Le CNP et le Cnom ont fait appel de cette décision, ce dernier considérant que de tels propos, "adressés à un public non professionnel", pouvaient bel et bien "entrainer une perte de confiance et même une méfiance à l'égard des radiologues", surtout s'agissant d'un sujet aussi "sensible" que le dépistage du cancer. Le Pr Raoult "a préféré utiliser un canal grand public pour diffuser ce genre d'idées plutôt que s'adresser directement aux radiologues", a chargé l'avocat du Cnom, lors de l'audience en appel, ce vendredi 21 juin, à laquelle Egora a pu assister.
"Je ne referai pas la même critique aujourd'hui"

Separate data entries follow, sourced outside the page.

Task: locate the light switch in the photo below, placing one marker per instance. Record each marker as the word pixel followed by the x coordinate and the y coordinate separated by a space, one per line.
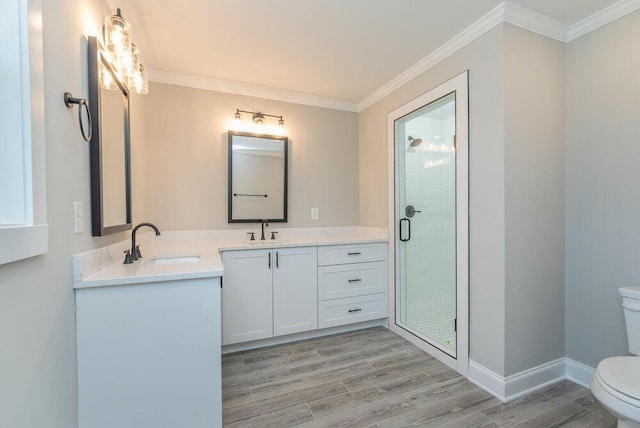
pixel 78 216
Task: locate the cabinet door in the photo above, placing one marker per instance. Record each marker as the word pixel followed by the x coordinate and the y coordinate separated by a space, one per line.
pixel 247 305
pixel 295 290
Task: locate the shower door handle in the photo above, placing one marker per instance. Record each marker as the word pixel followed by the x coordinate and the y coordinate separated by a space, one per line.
pixel 408 230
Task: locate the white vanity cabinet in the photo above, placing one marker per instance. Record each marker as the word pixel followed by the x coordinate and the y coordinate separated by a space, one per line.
pixel 352 283
pixel 148 355
pixel 268 292
pixel 247 296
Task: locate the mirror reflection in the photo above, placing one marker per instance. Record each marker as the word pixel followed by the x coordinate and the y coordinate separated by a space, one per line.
pixel 257 178
pixel 114 189
pixel 109 148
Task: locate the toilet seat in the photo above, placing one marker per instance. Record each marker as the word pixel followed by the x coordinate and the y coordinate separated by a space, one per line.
pixel 622 374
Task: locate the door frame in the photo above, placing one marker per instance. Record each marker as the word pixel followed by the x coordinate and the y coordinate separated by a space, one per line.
pixel 459 84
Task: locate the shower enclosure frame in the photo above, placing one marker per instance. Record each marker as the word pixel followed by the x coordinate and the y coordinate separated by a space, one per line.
pixel 459 85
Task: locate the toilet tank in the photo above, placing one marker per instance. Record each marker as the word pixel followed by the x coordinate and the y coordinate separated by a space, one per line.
pixel 631 308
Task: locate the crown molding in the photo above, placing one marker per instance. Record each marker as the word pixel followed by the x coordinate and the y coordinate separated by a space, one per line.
pixel 478 28
pixel 534 22
pixel 256 91
pixel 505 12
pixel 603 17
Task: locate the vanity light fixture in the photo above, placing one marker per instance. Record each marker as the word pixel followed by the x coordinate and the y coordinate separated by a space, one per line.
pixel 123 54
pixel 258 126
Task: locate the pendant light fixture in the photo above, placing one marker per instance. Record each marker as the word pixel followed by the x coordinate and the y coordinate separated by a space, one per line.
pixel 123 54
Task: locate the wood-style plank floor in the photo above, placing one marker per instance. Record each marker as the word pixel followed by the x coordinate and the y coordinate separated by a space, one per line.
pixel 374 378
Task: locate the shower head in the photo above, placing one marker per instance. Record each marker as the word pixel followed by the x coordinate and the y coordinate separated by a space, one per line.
pixel 415 142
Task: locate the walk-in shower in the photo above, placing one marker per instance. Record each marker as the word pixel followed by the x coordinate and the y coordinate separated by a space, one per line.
pixel 430 221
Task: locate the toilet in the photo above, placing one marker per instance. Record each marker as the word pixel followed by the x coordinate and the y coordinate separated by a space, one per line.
pixel 616 382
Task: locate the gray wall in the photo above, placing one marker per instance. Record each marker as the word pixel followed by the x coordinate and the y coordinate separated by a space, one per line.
pixel 534 199
pixel 602 204
pixel 484 60
pixel 186 155
pixel 516 167
pixel 37 307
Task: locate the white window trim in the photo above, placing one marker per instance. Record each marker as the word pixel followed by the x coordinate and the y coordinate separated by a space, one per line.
pixel 30 239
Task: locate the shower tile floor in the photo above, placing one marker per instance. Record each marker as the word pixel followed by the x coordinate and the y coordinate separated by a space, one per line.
pixel 433 319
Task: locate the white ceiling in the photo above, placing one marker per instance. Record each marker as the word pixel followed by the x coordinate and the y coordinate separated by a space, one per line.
pixel 337 49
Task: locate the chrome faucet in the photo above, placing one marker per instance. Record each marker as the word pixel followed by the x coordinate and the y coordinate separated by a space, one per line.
pixel 135 251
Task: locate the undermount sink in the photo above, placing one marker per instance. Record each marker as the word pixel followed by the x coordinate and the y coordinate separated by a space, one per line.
pixel 266 242
pixel 175 260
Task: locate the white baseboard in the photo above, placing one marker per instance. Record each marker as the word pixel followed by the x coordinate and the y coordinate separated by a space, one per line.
pixel 579 373
pixel 517 385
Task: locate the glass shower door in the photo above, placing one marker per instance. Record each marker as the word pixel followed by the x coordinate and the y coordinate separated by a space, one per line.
pixel 425 188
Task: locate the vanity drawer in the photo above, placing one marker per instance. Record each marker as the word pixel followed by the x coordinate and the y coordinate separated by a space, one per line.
pixel 356 253
pixel 339 281
pixel 350 310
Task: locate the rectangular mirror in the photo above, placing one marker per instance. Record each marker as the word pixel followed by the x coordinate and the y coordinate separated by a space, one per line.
pixel 109 147
pixel 257 178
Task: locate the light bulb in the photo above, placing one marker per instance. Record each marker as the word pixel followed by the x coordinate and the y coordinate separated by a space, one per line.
pixel 117 34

"Un peu moins de bavardage, un peu plus de faits. Moi je suis un scientifique pas un avocat", a lancé Didier Raoult, seul pour assurer sa défense dans cette affaire. En France, "le niveau d'équipement en IRM et en radio par habitants est l'un des plus bas des pays de l'OCDE", a-t-il pointé, évoquant un "problème global de gestion" qui n'est pas "propre à la radiologie". "Le même scanner sert pour l'activité hospitalière et pour le privé", a-t-il chargé. "La France a le taux d'occupation du privé le plus élevé, je l'ai dit face à face au président Macron quand il est venu dans mon bureau ; il m'a dit : 'je le sais c'est volontaire'." "Nous savons que nous sommes sous-équipés et dans ce niveau de sous-équipement il est impossible de faire quelque chose qui est considéré comme en partie superflu : la recherche", a soutenu Didier Raoult.
L'ancien directeur de l'IHU a ensuite abordé la problématique marseillaise. "Ce domaine était un domaine dans lequel nous étions en panne dans la gestion des malades, nous ne pouvions pas traiter les malades dans des délais corrects. J'ai même demandé à l'ARS un scanner pour l'IHU pour éviter que les malades attendent aux urgences pour avoir des téléthorax tordus", ininterprétables. La situation a évolué favorablement depuis, a tenu à souligner l'infectiologue. "Heureusement on a passé tout le Covid avec des scanners low dose." "Je ne referai pas la même critique aujourd'hui", a-t-il déclaré.
Interrogé sur le terme "médiocrité", Didier Raoult a répondu non sans une pointe d'ironie qu'il manquait peut-être d'un peu de "vocabulaire". "Je ne sais pas comment traduire le fait que les radios faites dans les hôpitaux sont facturées mais ne sont pas interprétées…", a-t-il rétorqué, avant d'insister : "Je préfère parler de médiocrité dans la gestion. C'est la gestion qui est médiocre."